Editorial

Die Bremser des technologischen Fortschritts


Artikel erschienen in Swiss IT Magazine 2007/20

     

Kürzlich beim Mittagessen an einem Anlass. Ich hatte zuvor ein Referat über die Vorteile der Datenbank-gestützten Modellierung und vollautomatischen Vergabe und Auswertung von Metadaten gehalten. «Alles Schnee von gestern, was Sie da erzählen. Das machen wir in unserem Unternehmen schon seit Jahren», meinte der Herr, der neben mir am Tisch sass. Während des Gesprächs stellte sich dann heraus, dass er als CFO einer Division eines bekannten Konzerns gar nicht am Erstellungsprozess von Informationen beteiligt ist, sondern lediglich die Resultate zu Gesicht bekommt, die seine Mitarbeiter mit viel manuellem Aufwand Monat für Monat erstellen.






Dabei hat er vergessen, dass seine «automatische Metadatenvergabe» in Wirklichkeit aus Hunderten von Mitarbeitern besteht, welche bei jedem Speichern manuell Informationen klassifizieren müssen, damit der CFO dann nur noch aufs Knöpfchen drücken muss. Und ausserdem hat er übersehen, dass sein Modell lediglich in Form von organisatorischen Massnahmen und in den Köpfen der Mitarbeiter existiert.




Vielleicht war der Inhalt meines Vortrages ja doch nicht so verständlich, wie ich dachte. Vielleicht hat dieser Herr aber auch einfach Angst vor einer neuen Technologie, die er nicht kennt, und versucht dabei, diese Angst hinter einer Fassade von Selbstsicherheit zu verbergen. Und vielleicht ist er nicht einmal der Einzige, den diese Angst plagt.
Es muss auch nicht eine richtige Angst sein. Die Unsicherheit, was eine neue Technologie bringt, deren Nutzen man nur schwer in harten Zahlen ausdrücken kann, verbunden mit einem generellen technischen Unverständnis und einem Schuss Betriebsblindheit reicht für eine ablehnende Haltung. Schliesslich läuft bei meinem CFO ja auch ohne neue Technologie alles rund.

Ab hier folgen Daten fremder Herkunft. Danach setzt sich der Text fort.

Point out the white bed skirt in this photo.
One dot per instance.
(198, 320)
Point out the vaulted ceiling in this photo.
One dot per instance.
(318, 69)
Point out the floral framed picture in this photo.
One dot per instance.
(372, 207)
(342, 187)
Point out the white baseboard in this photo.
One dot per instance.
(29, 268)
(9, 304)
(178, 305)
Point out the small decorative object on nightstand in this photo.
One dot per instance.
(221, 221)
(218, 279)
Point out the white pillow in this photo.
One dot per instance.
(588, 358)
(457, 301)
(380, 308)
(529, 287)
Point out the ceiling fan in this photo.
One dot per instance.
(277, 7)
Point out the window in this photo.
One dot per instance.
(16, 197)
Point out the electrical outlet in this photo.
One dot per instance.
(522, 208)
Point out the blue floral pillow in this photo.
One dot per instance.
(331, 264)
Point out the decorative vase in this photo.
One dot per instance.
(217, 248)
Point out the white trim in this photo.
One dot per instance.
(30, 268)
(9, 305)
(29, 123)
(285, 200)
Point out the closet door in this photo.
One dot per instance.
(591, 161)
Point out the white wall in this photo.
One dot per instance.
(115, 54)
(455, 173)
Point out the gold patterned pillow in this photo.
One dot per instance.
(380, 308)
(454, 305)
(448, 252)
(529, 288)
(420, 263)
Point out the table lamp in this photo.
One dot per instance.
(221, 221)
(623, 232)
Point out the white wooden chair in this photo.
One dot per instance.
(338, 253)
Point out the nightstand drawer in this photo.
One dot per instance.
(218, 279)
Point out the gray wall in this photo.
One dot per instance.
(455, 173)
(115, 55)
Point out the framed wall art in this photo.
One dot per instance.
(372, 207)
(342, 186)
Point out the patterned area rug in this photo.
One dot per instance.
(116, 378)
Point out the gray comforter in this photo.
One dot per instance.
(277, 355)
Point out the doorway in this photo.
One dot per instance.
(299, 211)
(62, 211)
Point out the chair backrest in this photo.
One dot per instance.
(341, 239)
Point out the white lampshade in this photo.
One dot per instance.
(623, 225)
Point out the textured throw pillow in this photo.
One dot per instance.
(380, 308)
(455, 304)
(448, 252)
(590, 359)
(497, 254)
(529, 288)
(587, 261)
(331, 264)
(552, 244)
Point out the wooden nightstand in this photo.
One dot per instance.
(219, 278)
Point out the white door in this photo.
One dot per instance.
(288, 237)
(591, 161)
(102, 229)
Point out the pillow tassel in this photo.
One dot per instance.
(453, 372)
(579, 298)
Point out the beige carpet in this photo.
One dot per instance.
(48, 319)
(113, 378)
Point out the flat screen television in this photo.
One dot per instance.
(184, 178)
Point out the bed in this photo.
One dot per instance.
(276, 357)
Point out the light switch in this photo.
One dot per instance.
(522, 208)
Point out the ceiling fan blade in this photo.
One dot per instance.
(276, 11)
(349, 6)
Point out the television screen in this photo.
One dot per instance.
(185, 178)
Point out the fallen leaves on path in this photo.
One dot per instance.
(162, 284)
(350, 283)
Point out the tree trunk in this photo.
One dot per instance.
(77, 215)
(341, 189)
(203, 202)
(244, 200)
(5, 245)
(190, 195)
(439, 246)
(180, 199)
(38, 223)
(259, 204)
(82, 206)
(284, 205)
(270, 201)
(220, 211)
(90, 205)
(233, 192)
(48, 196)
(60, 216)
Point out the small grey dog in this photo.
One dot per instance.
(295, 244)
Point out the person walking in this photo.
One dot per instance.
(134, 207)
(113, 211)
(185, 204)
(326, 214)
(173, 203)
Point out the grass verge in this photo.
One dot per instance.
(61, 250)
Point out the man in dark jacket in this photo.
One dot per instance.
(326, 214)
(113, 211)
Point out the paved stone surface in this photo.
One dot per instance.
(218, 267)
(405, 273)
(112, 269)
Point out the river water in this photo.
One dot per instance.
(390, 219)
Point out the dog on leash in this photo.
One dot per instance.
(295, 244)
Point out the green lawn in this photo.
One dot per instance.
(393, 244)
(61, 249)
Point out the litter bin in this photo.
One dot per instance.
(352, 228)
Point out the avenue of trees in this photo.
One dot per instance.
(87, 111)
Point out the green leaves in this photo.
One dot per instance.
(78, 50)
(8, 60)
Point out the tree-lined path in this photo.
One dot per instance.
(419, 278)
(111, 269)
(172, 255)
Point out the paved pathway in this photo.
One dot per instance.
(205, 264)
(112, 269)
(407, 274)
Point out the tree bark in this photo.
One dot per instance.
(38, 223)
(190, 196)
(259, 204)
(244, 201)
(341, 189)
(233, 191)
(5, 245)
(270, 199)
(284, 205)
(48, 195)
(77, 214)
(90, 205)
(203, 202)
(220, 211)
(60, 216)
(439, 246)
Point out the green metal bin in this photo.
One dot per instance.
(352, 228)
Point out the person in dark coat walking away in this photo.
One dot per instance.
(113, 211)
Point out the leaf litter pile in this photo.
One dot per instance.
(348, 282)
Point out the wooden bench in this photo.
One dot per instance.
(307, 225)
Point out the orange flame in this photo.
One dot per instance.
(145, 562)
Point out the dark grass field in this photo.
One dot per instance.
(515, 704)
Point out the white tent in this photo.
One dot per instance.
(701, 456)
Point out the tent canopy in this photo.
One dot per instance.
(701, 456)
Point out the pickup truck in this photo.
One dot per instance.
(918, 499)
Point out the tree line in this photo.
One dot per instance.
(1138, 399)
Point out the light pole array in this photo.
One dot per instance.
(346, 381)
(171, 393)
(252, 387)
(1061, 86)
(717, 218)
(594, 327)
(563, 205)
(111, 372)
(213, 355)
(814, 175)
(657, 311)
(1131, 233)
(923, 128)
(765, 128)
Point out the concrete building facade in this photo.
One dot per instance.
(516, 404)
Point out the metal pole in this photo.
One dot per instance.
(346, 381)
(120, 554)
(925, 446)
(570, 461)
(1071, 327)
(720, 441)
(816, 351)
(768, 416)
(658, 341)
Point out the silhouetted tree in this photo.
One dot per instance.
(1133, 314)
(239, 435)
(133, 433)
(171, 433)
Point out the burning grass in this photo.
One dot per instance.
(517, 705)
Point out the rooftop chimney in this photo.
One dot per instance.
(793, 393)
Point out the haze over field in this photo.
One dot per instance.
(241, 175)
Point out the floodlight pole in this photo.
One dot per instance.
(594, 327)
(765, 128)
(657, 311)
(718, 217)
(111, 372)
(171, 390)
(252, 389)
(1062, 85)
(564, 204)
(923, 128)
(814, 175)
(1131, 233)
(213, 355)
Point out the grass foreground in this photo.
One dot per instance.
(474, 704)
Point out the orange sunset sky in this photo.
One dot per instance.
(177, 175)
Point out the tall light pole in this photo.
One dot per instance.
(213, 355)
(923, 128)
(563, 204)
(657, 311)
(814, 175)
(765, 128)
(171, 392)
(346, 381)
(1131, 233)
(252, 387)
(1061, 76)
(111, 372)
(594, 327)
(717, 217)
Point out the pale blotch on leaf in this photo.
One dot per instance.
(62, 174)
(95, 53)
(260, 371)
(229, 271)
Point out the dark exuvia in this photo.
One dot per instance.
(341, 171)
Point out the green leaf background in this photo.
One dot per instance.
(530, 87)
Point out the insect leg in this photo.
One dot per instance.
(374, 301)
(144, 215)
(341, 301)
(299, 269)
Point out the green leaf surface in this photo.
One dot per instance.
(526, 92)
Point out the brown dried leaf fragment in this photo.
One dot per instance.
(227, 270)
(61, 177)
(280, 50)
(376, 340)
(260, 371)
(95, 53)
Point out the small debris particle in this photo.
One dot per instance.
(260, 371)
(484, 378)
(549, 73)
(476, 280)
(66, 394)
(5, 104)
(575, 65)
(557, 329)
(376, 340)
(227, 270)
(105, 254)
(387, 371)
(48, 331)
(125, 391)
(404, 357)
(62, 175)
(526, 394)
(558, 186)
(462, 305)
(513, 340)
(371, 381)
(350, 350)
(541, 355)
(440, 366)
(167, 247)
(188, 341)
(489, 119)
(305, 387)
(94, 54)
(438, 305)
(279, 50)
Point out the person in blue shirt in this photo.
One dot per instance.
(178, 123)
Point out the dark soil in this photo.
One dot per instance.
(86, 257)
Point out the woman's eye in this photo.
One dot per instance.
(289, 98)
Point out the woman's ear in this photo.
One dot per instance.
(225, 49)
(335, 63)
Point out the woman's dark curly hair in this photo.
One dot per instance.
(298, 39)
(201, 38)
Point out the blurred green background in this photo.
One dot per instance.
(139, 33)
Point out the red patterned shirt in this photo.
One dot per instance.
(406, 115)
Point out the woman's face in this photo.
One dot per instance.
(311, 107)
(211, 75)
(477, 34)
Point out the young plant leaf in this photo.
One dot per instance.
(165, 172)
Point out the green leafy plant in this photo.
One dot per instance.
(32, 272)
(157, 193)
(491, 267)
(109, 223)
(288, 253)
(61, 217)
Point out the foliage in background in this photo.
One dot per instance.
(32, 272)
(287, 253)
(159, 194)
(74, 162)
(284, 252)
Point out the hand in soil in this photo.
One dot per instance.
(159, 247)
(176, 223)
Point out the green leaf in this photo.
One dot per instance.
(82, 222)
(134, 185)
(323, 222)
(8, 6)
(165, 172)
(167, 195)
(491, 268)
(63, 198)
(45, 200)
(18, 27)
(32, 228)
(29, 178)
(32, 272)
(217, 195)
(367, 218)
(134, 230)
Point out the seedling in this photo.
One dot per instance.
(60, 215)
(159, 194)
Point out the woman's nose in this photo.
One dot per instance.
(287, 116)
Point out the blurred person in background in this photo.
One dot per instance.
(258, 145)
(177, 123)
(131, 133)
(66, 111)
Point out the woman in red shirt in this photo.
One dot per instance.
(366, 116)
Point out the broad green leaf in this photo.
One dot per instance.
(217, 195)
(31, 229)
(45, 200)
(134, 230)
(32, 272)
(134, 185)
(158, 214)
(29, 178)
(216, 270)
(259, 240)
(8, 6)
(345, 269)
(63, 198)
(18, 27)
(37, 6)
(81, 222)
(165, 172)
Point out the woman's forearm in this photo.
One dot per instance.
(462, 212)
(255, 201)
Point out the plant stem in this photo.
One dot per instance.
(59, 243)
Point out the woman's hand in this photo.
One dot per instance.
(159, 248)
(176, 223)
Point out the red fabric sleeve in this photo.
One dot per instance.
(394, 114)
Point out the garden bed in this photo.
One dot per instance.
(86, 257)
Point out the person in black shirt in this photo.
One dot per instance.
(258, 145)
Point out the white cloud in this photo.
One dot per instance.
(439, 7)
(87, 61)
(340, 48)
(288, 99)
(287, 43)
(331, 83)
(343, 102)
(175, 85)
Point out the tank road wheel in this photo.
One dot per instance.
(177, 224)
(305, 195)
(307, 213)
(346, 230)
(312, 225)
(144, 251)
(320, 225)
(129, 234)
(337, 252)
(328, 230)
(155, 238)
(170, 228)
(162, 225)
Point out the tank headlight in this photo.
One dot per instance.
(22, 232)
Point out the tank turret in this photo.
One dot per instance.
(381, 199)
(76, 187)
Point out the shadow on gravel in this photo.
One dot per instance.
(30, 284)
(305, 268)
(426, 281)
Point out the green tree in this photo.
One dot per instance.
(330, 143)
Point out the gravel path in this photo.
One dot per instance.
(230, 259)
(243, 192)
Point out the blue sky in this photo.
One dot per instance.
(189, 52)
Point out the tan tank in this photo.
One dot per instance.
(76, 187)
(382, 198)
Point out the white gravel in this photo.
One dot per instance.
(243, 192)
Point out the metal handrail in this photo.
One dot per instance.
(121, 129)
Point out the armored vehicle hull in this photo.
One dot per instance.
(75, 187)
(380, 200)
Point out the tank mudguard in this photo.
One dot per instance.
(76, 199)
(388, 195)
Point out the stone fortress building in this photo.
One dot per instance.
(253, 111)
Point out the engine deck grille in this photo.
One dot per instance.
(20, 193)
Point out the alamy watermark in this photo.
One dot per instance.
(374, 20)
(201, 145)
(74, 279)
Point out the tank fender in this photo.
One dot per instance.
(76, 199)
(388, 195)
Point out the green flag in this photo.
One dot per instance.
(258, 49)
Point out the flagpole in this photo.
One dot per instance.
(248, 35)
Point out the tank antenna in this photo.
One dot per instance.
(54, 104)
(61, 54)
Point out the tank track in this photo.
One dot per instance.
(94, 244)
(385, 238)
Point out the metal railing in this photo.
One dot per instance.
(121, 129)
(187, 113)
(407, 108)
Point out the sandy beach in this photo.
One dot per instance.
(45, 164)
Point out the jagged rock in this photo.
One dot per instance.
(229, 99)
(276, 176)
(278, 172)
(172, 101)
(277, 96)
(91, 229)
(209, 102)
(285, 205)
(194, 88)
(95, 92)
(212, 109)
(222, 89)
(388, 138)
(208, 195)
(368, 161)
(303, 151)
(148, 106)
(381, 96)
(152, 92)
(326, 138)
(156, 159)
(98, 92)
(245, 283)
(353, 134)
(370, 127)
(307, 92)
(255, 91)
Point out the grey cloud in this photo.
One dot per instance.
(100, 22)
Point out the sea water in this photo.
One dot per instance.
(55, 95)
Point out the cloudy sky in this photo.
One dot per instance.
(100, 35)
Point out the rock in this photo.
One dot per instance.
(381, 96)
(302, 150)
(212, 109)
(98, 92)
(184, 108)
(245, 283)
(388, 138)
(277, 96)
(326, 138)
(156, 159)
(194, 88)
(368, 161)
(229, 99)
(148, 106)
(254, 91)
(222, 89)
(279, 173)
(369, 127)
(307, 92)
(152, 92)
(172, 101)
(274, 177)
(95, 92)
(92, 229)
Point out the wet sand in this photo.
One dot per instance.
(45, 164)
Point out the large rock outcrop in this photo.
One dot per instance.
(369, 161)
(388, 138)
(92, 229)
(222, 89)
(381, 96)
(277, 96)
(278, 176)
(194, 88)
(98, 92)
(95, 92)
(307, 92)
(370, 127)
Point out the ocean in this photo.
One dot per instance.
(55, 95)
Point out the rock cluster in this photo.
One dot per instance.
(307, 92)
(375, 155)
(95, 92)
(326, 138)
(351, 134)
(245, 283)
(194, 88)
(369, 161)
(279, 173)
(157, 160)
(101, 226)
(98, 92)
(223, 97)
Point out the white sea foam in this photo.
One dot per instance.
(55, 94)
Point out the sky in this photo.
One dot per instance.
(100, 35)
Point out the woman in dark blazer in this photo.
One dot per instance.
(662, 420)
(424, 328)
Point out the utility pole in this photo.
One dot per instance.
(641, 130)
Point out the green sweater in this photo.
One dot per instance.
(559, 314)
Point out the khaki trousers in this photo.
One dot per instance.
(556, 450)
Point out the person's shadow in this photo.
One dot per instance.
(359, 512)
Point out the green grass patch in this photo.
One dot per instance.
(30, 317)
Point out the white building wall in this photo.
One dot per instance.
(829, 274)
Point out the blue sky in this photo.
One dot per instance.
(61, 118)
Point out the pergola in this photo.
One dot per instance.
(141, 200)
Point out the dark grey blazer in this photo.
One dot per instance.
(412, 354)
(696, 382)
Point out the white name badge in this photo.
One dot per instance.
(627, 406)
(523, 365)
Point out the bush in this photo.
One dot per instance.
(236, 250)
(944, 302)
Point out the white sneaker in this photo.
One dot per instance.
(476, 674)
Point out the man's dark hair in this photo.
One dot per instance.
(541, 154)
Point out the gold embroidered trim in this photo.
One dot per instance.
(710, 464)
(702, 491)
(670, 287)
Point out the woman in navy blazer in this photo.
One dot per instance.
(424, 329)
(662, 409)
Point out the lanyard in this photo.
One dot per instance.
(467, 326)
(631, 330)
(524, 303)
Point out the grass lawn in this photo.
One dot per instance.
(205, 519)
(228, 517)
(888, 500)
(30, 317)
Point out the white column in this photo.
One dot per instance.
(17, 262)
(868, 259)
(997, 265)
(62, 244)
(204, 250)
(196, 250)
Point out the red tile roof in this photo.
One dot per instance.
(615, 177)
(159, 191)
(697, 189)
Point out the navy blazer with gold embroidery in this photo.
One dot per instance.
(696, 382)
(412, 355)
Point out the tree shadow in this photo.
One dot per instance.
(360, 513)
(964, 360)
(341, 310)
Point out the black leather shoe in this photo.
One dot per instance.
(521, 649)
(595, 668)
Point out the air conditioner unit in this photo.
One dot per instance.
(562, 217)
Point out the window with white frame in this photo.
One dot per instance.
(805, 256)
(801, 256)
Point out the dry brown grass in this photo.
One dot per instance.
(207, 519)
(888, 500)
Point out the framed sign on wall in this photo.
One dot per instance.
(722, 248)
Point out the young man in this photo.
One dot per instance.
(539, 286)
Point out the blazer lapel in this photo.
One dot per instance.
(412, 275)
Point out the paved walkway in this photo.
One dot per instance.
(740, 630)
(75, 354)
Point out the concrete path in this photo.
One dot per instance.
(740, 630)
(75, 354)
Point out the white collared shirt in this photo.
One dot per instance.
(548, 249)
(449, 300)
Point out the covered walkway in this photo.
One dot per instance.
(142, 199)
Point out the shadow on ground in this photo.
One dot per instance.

Wenn der Herr hingegen Anwalt oder Berater gewesen wäre, hätte ich auf pures Desinteresse getippt. Klar: Wenn ich jede Minute meiner Arbeit für teures Geld verrechnen könnte, wäre es mir doch auch egal, wie lange ich für meine Auswertungen oder die Suche nach einer Information brauche. Effizienzsteigerung unerwünscht! Und ein Trugschluss, dass es besonders einfach ist, neue Technologien dort zu verkaufen, wo sie am meisten Nutzen stiften. Denn was auf der einen Seite Nutzen wäre, sind auf der anderen Seite vielleicht weniger Einnahmen. Dass man unter diesen Gegebenheiten nicht investiert, versteht sich von selbst.




Jedoch wird nichts so bleiben, wie es ist, und schon viele grosse Leute haben Entwicklungen in der Vergangenheit unterschätzt. Der Mensch hat ja bekanntlich Schwierigkeiten, sich exponentielle Veränderungen vorzustellen. Da sieht man lange so gut wie gar nichts, und plötzlich explodiert es. Nicht zu vergessen die aktuelle Hochkonjunktur. Die ist für grosse Veränderungen eher schädlich. Spannend wird es, wenn es wieder runtergeht und sich dann herausstellt, dass einige halt doch schon in der explosiven Phase der Kurve sind und durch neue Technologie einen Wettbewerbsvorteil haben, den man nur noch schwer aufholen kann.




Aus welchen Gründen auch immer jemand auf der Technologiebremse steht, er sollte es sich gut überlegen, wenn er auch nur einen Hauch von Vorahnung hat, dass etwas Neues effizienter sein könnte.